Then, the best model trained on human PPIs was tested on known interactions from other model organisms such as mouse (Mus musculus), fly (Drosophila melanogaster), roundworm (Caenorhabditis elegans), Escherichia coli, and brewer’s yeast (Saccharomyces cerevisiae), also from STRING. Sequences were clustered with human sequences at 40% similarity using CD-HIT (Li and Godzik 2006) and those with high similarity to proteins in the training set were removed. We measure model performance using the area under the precision–recall curve (AUPR). The test sets were constructed to have a 1:10 ratio of positives to negatives, so a random method would have an AUPR of 1/110.09.

We compare TT3D to D-SCRIPT and Topsy-Turvy, neither of which incorporate structural information, and find that augmenting the Topsy-Turvy model with the encoded 3Di Foldseek sequence improves its PPI predictions. We also test against simple sequence and structure homology-based approaches. In Fig. 2, we show precision–recall curves for each of the three deep learning methods on the five benchmark test sets. TT3D performs significantly better than the other methods for all organisms that we tested on. In addition to overall performance, early precision (i.e. precision at low recall) is important, because often only a small number of highly predicted interactions are selected for downstream experimental prediction. We find that the precision values at low recall are closer to 1 for TT3D, which indicates that its top predictions are much more accurate than both D-SCRIPT and Topsy-Turvy.

Figure 2.

Figure 2.

Precision–recall curves for TT3D, Topsy-Turvy, and D-SCRIPT. Our experiments in organisms: Mouse, Fly, Roundworm, E.coli, and Brewer’s Yeast show TT3D significantly outperforming the other methods while predicting unknown PPI interactions.

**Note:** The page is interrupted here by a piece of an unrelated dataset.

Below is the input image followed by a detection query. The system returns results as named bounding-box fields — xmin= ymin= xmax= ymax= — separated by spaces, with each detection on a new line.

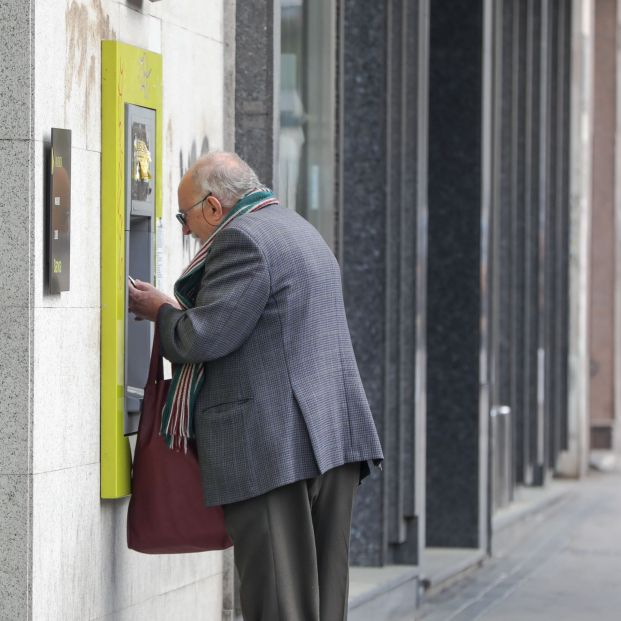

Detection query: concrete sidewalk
xmin=416 ymin=471 xmax=621 ymax=621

4 Comparing TT3D’s performance with simple sequence and structure homology transfer approaches

Sequence or structure-based homology approaches can also be used to transfer PPI annotations across species. We benchmarked TT3D against two such approaches, one based on Ensembl-provided sequence homology (Smedley et al. 2009), and the other based on structural homology inferred using a pipeline of AlphaFoldDB, Foldseek, and MMseqs2 (see Supplementary Materials Online). We note two major challenges with such annotation transfer approaches. First, due to the bias in how candidate PPIs were chosen for assays, just knowing that a pair of target proteins have human homologs turns out to be a surprisingly good predictor of their interaction, achieving precision (recall) of 0.2065 (0.658) and 0.2313 (0.4442) in fly and yeast, respectively. Second, such an approach does not provide a probability of an interaction, so neither an average precision nor precision–recall curve can be computed. Nonetheless, we compared TT3D to these approaches by generating the exhaustive set of fly (or yeast) PPI candidates by considering all possible transfers of human PPIs and scored these against ground-truth PPIs. TT3D outperformed both sequence and structure-based annotation transfer, achieving about 5× and 17× greater precision in fly than sequence and structure-based approaches, respectively (see Supplementary Materials for detailed precision–recall metrics).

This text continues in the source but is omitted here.